Nonetheless, I was in uncharted waters, so I began to ask around for some advice.

The advice I got ran the gamut from matter-of-factly declaring, "Oh, that's just your third eye opening in your sixth chakra" to, "Have you tried casting a spell?" 

Needless to say, I was probably needing to be EASED into the whole idea of a magic awakening just a little more gently. I've never loved how appropriative white people talking about chakras has felt to me so I ran screaming from that, but even the stuff about casting spells felt just a bit too off the rails. I don't know what I thought they were going to say, but…you know…not THAT. 

At this point (almost exactly halfway through June 2020), I was not ready to "cast a spell." I was still calling it "setting an intention" and focusing my entirely-mundane-and-not-at-all-magical energy upon it. Sure, I lit a candle, but it was just to help me focus my attention. Sure, I was using my willpower to change the world around me, but I didn't try to do anything more supernatural than getting over someone who'd kind of broken my heart a month earlier. 

As I pictured the emotional tethers between us being cut by a big pair of scissors, it was like my heartache simply shut off. I felt nothing but a calm friendly affection towards them. 

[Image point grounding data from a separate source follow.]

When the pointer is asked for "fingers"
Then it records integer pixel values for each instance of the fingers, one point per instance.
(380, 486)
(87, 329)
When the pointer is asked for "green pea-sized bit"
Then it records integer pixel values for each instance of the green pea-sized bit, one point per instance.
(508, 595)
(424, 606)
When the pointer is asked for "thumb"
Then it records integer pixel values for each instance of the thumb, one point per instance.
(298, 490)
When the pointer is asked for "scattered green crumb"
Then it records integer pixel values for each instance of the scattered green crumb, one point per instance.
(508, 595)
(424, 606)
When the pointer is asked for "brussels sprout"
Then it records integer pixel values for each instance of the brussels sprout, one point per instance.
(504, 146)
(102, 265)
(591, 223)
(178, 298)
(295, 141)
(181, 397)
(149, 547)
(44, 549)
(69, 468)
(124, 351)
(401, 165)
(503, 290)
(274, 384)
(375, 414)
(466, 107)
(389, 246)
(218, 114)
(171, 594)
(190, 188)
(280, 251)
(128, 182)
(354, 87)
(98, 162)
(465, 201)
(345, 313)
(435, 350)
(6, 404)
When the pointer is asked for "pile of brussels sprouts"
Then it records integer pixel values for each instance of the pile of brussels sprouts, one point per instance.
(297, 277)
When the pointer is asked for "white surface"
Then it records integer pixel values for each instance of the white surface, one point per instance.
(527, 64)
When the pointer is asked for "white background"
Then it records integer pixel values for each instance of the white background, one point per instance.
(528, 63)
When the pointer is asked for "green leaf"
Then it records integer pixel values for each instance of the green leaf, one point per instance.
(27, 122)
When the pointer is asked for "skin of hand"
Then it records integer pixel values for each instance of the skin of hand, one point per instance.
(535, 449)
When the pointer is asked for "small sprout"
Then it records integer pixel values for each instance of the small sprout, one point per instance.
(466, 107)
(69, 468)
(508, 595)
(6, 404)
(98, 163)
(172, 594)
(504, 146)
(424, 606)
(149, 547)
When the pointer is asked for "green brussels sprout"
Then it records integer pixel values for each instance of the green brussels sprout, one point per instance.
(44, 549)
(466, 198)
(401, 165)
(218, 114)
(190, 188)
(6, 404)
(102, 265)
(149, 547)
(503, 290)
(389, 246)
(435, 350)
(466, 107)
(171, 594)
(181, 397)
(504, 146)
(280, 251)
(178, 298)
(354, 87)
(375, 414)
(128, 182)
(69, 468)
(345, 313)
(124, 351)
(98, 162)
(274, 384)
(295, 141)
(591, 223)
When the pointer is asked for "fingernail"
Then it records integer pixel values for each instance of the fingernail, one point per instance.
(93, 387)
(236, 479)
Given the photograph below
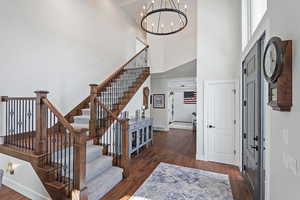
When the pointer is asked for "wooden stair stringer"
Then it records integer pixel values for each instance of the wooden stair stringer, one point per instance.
(44, 174)
(138, 83)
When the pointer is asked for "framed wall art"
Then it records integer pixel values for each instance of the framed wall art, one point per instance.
(159, 101)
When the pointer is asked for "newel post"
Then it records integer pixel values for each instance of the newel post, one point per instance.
(93, 108)
(80, 139)
(125, 148)
(40, 143)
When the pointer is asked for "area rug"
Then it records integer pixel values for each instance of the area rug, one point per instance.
(172, 182)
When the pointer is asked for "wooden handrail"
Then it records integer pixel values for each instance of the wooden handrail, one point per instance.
(59, 116)
(86, 101)
(107, 110)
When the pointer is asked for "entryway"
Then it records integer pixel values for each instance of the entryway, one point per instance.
(220, 143)
(253, 129)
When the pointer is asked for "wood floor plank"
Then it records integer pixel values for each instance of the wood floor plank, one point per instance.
(175, 147)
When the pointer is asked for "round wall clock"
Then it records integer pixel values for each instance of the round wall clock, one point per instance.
(273, 60)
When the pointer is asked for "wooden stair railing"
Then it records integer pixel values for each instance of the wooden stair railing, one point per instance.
(38, 133)
(116, 138)
(85, 103)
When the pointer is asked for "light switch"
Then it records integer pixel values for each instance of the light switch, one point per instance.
(285, 160)
(293, 165)
(285, 136)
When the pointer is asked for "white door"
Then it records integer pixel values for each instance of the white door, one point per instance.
(219, 108)
(178, 105)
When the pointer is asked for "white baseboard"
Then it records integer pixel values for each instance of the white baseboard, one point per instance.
(22, 189)
(200, 156)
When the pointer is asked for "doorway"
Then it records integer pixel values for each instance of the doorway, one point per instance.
(253, 128)
(220, 144)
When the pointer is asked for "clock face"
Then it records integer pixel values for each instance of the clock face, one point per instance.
(271, 60)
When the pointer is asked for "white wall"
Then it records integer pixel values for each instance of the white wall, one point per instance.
(171, 51)
(165, 86)
(136, 102)
(182, 112)
(61, 46)
(24, 180)
(218, 49)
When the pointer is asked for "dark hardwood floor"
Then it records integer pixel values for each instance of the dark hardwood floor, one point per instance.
(174, 147)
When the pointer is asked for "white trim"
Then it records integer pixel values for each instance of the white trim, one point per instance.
(200, 156)
(22, 189)
(236, 116)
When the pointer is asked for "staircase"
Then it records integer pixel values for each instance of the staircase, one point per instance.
(85, 151)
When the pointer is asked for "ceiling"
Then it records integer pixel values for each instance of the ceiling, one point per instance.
(133, 8)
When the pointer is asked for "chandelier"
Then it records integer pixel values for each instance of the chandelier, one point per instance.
(164, 17)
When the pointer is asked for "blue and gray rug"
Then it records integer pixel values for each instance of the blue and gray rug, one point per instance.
(172, 182)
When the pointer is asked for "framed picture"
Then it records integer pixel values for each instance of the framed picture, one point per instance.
(159, 101)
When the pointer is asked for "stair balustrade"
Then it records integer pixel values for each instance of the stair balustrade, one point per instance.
(37, 132)
(34, 125)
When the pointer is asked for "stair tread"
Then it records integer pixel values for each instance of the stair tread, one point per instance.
(80, 126)
(103, 183)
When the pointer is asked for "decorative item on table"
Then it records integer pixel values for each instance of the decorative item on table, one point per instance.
(159, 101)
(1, 176)
(137, 114)
(277, 66)
(10, 168)
(190, 97)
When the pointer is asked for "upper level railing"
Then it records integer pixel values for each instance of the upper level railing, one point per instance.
(20, 121)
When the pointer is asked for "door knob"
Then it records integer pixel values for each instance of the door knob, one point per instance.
(255, 147)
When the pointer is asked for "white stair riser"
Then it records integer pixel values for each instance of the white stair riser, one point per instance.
(81, 120)
(97, 167)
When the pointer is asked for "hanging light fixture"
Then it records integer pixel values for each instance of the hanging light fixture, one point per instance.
(164, 17)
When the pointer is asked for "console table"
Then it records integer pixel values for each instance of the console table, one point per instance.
(140, 134)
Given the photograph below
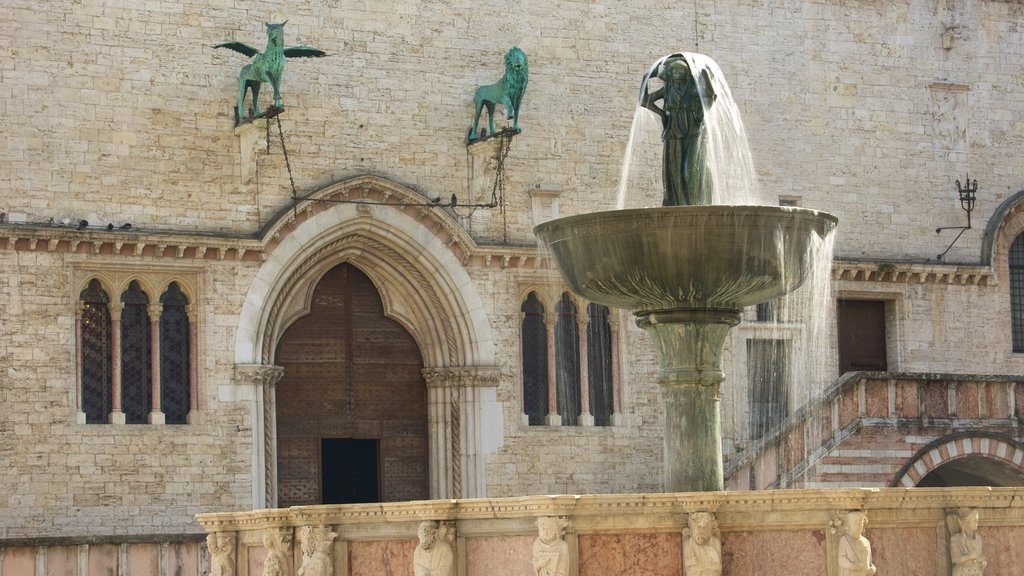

Still, the altered state of consciousness remained. My body crackled with frenetic energy. My mind hummed. My heart pounded in the base of my throat. I got two hours of sleep that night, and felt like I'd taken a fistful of amphetamines. It was two days before my body calmed down enough to get a good night's sleep—two days of energy pulsing through me from that one spe—um…setting of intention.

Now there were a lot of things I could say at that moment as a skeptic…as an atheist…as an artist who deals in imagery and metaphor…and as a student of human psychology. I knew nothing had happened that was necessarily completely outside the realm of the possible. Our minds can psych us out. Our visualizations can have power. Our ritual can create resonance. 

But there was one thing I noticed, and there was no getting around it.

It had worked. 

It had WORKED!

I cared about this person, but I was no longer heartbroken. I wished them the best, but I no longer felt my chest squeeze at the thought of them. My blood pressure no longer leapt at the sight of their name. Magic….worked. Maybe because of a bunch of not-supernatural mechanisms, but it had absolutely worked. I knew, in that moment, that I had touched some frontier of human potential, and that without a doubt, I was going to have to try it again.

That summer was rife with experiences…and I'll write more of them here in future posts, but one lesson I took from this experience was that, whether or not there was some convoluted, complicated, but perfectly rational explanation for the way "magic" worked, it had power if I treated it like it had power, and it worked if I treated it like it was real. 

A lot more happened in June and July, and I'll write more about that in future posts. I grappled with how much I "believed" every day (and had a bit of an atheist crisis of "faith" if I'm being honest). I tried to fit what was happening into skeptical language and acknowledge that I wasn't actually doing anything that didn't make sense outside of a good session of visualization, self-hypnosis, and intention focus. But as the summer went on, the dreams got more and more intense, and sometimes frightening. I didn't know what was happening or where the edges of this newfound power were, but one thing was becoming clearer and clearer to me. 

Something was trying to get my attention.